Is it one plane flying into 5 sky scrappers?
Could we please include credit for webcomics?
XKCD makes linking with attribution super easy: Permanent link to this comic: https://xkcd.com/2684/ Image URL (for hotlinking/embedding): https://imgs.xkcd.com/comics/road_space_comparison.png
OP is big on digital data preservation https://xkcd.com/1683/
Sorry about that, I found it somewhere else without credit and completely forgot the art style was from XKCD.
I’ll add it to the post.
fun fact: it’s illegal to not credit them! see the creative commons license at the bottom.
This community is awesome.
Just reverse image search. Good god people need their hands held for everything.
(/s BTW)
Alt text: I wonder how hard it would be to ride an electric scooter in a hamster ball.
I wonder how hard it would be to stop…
Why would I stop?
thats only 39 hamster balls, 0/10
Technically he only specified how many people. Some of those hamster balls are multi passenger
Speaking from experience?
It doesn’t say there are 50 hamster balls.
So uh, walking, buses, and bikes for the win?
The hamster balls also win for style points but that’s arguably walking with extra steps.
Fewer steps if you get going fast enough and just ride tumbling ass over tea kettle.
Why wouldn’t the wolves just eat everything?
Because they don’t like cabbages
Why are there only 39 hamster balls? Are some people sharing?
One of the lanes is a ball-pool lane.
…wonder how fast a 50-seater tandem bicycle could get going, assuming ideal conditions and riders.
How fast can it stop?
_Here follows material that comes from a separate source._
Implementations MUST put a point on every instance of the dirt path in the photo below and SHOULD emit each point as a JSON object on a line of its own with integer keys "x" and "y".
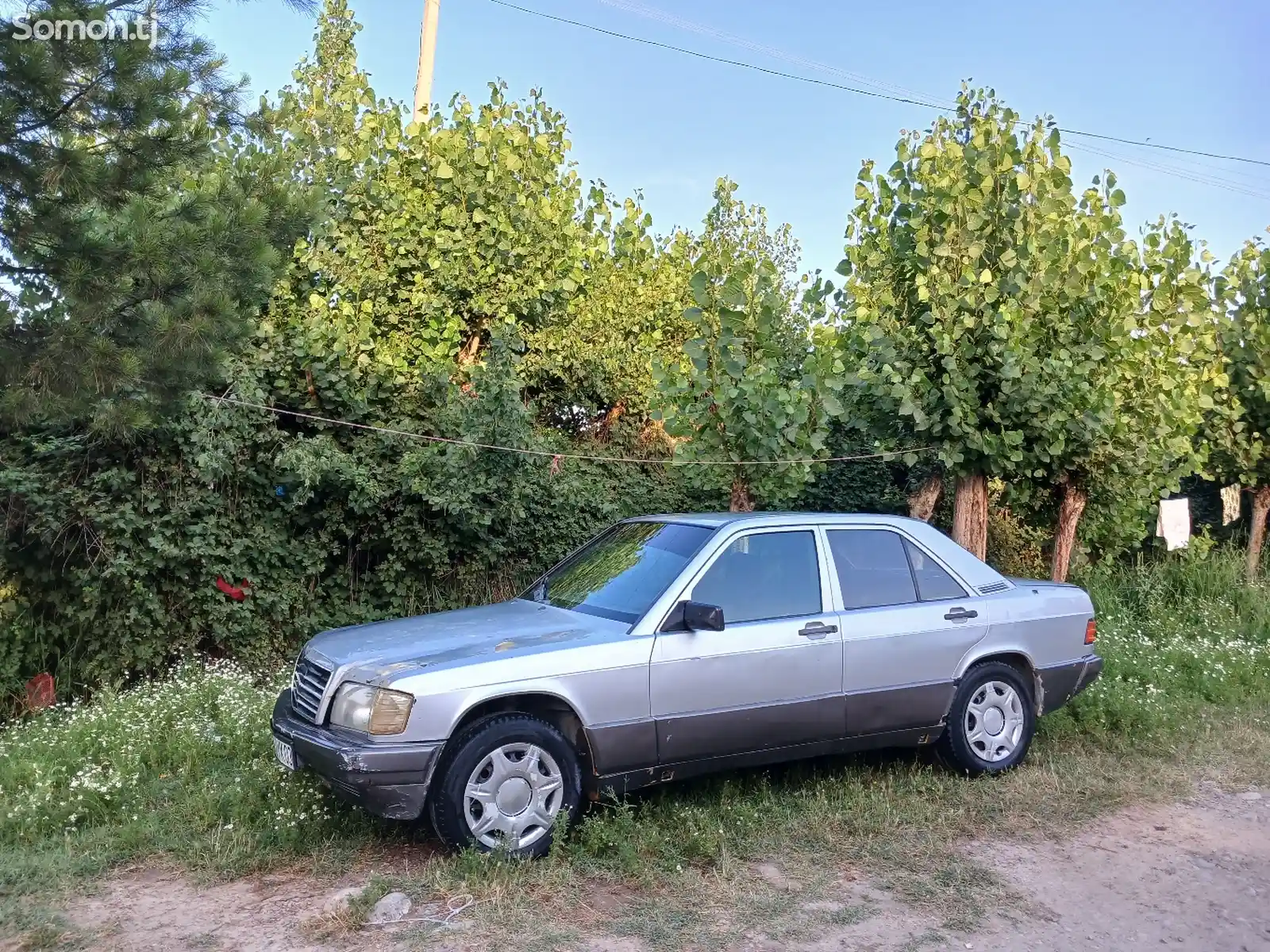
{"x": 1187, "y": 876}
I wouldn’t want to first heading against a crossing or wall with 49 people pushing the pedals behind me.
Chatgpt says
Professional Cyclists: Elite professional cyclists can produce power outputs of 300 to 400 watts during races, with peak efforts exceeding 1,000 watts for short bursts (like sprinting).
Time Trials and Climbs: During time trials or climbs, trained cyclists can maintain higher power outputs for extended periods, often around 350 to 450 watts for well-trained athletes.
But then it tells me 40km/h assuming 400W which is obviously wrong. I guess you’d have to model that “tandem” in CAD and simulate the airflow to get accurate drag numbers
If I wanted to ask ChatGPT, I would ask ChatGPT myself. You’re useless.